I wonder if what has been lost is not trust in science, but rather trust in its gatekeepers.

There is a strange contradiction here. Why would the powers-that-be wish to destroy trust in Science, while at the same time they are striving to replace democracy with a managerial state, technocracy, oligarchy, etc.? Without public confidence that this would-be Clerisy is acting according to a reliable Science, who would grant it decision-making power? Their legitimacy depends on it.

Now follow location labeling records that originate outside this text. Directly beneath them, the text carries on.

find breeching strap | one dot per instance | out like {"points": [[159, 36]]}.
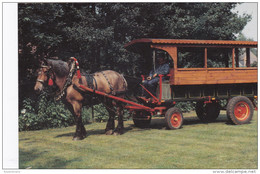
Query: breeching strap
{"points": [[77, 64]]}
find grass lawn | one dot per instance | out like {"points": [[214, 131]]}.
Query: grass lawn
{"points": [[215, 145]]}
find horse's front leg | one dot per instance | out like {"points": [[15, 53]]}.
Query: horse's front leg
{"points": [[80, 129], [120, 126], [111, 120]]}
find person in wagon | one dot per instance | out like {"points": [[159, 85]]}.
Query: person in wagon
{"points": [[152, 80]]}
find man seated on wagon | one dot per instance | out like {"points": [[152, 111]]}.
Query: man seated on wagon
{"points": [[152, 80]]}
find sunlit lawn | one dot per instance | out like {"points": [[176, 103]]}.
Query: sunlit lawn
{"points": [[215, 145]]}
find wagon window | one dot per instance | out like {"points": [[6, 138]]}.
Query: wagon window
{"points": [[167, 57], [244, 54], [192, 57], [219, 57]]}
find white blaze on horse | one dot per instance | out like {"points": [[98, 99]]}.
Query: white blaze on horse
{"points": [[67, 77]]}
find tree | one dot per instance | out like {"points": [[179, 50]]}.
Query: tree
{"points": [[96, 32]]}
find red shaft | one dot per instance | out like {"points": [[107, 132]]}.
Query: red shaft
{"points": [[116, 98]]}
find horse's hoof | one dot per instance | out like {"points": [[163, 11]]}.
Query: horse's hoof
{"points": [[77, 138], [109, 132]]}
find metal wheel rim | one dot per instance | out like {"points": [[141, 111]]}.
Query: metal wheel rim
{"points": [[241, 110], [176, 120]]}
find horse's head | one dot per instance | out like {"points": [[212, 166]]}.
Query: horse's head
{"points": [[44, 75]]}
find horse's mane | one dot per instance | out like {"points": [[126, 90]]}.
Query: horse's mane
{"points": [[60, 68]]}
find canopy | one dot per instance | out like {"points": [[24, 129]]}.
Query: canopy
{"points": [[140, 45]]}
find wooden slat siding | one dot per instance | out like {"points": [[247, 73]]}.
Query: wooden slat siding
{"points": [[216, 76]]}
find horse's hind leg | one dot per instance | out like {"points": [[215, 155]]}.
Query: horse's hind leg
{"points": [[120, 126], [75, 109], [111, 120]]}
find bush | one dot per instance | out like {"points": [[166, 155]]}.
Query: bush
{"points": [[44, 112]]}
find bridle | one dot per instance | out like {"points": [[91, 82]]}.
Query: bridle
{"points": [[48, 74]]}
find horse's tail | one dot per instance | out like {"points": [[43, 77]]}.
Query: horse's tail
{"points": [[125, 82]]}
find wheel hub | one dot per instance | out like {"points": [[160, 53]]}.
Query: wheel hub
{"points": [[241, 110]]}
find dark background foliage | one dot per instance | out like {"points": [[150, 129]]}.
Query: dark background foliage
{"points": [[95, 34]]}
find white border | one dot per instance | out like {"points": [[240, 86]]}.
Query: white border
{"points": [[10, 86]]}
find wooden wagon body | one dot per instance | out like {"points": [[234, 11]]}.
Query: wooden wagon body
{"points": [[206, 84], [204, 81]]}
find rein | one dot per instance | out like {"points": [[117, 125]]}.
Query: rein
{"points": [[69, 78]]}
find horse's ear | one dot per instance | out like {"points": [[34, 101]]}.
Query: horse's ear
{"points": [[69, 62]]}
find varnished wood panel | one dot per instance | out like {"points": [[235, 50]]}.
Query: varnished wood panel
{"points": [[213, 76]]}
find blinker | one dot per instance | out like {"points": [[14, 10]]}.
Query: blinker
{"points": [[50, 82]]}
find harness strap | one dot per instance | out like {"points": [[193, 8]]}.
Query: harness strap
{"points": [[110, 86]]}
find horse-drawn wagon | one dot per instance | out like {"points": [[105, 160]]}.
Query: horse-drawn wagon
{"points": [[215, 75]]}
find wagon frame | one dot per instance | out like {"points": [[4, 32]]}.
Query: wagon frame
{"points": [[204, 85]]}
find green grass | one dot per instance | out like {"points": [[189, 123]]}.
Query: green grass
{"points": [[215, 145]]}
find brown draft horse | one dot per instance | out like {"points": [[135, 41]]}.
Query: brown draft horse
{"points": [[64, 76]]}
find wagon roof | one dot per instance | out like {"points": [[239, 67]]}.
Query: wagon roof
{"points": [[136, 44]]}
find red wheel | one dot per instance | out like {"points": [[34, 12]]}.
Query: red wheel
{"points": [[240, 110], [174, 118]]}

An issue with these surveys is that “skepticism” is a binary term. You yourself write: “People…changed their mind from trust in science to complete disbelief.” That span covers a lot of ground. Do all survey participants interpret that question identically? I myself don’t know how I would answer those survey questions, since my beliefs lie somewhere in the middle of that range. I am a skeptic on certain parts of these issues, but accept other parts. Do we label everyone that doesn't embrace the Covid or AGW “narrative” 100% a "skeptic", a “denier”?

I think suppression of debate in any way affects opinion in more ways than one. For example, I myself tend to discount any argument that is unable to hold its own in public discourse without silencing or at least denigrating the opposition with propaganda arguments and sleazy ad-hominems.

Despite the fact that the primary theme of your post is an examination of confidence in science, I see that a few “Covidians” have felt the need to weigh in angrily once again about their favorite subject, and have learned nothing since 2020 (about either Science or Covid) despite all the revelations that have surfaced since its beginning. Their shrillness is a perfect illustration of the failure to appreciate the essence of Science, which, simply put, is debate. When debate ends (either by mutual consent or by force/censorship), Science is no longer taking place.